In my opinion (must get that bit in ) there is no difference between breeding a working dog that needs surgery in order to work (ie doing something humans want it to do) and breeding a toy dog that needs surgery in order to breathe (ie having a flat face because that's what humans find cute). Both have been bred that way by humans who have put their own needs/wants/wishes above the welfare of the dogs.
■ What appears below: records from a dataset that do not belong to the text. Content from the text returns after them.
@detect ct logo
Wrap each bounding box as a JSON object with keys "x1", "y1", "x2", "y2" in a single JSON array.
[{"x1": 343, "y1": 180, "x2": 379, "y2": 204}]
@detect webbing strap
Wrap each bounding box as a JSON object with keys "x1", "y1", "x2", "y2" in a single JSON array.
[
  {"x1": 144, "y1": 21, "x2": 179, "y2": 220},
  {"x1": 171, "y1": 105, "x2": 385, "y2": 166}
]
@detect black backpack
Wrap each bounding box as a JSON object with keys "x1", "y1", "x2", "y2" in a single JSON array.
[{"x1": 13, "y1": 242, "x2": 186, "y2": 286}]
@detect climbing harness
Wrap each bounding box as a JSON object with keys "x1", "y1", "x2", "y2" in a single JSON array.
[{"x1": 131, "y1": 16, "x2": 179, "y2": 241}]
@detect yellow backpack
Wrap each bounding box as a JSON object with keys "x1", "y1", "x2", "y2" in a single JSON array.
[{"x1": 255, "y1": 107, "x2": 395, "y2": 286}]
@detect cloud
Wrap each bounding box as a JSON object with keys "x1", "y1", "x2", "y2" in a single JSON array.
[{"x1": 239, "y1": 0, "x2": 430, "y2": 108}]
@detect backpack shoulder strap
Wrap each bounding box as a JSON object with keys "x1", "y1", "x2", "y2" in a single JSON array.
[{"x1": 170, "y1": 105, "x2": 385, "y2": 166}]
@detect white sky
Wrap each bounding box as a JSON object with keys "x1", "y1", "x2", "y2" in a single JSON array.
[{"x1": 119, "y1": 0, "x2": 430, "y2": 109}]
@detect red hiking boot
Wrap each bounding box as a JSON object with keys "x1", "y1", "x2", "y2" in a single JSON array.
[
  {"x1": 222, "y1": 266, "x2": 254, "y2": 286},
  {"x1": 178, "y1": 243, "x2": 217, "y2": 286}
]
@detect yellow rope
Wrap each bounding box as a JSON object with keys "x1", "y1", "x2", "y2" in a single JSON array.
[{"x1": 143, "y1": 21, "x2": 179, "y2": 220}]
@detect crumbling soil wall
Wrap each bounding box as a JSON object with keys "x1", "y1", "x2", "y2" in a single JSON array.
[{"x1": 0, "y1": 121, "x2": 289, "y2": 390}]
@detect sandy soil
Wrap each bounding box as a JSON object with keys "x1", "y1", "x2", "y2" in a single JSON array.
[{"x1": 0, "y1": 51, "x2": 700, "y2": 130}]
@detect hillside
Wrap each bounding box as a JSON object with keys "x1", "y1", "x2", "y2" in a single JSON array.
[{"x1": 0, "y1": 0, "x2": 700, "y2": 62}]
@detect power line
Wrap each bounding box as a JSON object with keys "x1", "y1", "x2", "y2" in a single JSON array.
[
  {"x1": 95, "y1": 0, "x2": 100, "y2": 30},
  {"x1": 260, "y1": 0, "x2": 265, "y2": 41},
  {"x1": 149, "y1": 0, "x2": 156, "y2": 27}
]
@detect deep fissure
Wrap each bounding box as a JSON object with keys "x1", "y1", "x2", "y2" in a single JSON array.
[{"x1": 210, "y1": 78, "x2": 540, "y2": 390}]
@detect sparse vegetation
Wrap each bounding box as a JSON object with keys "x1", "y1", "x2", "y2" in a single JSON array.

Both need surgery in order to fulfil thir function properly.


----------



## Elles (Aug 15, 2011)

In the above example, the working dog is given surgery because he may or may not be able to do a job, he still functions as a dog and can live his life without the surgery. The jury is still out as to whether an individual dog or breed need their tails docking anyway.

The dog that needs surgery to be able to breathe, can't breathe properly without it, doesn't function as a dog and needs the surgery to make his life comfortable. Essential surgery.

Rather like a cancer sufferer might need breast surgery to survive, but boob jobs are for self esteem, money, etc. you're not going to die if you don't get a boob job.

Creating a breed of dog that can't breathe properly without surgery is nothing like breeding a healthy working dog that might need it's tail chopped off to avoid injuring itself. imho.

and I don't even agree with docking. 

One alternative to docking is maybe not working dogs at all, or leaving their tails on and waiting to see what happens. The only alternative to breeding breeds of dog that suffer breathing problems is to not breed them in the first place.

There's all this supposed evidence that working dogs damage themselves unless their tails are cut off, how many working dogs are there who don't have their tails cut off and how many hurt themselves?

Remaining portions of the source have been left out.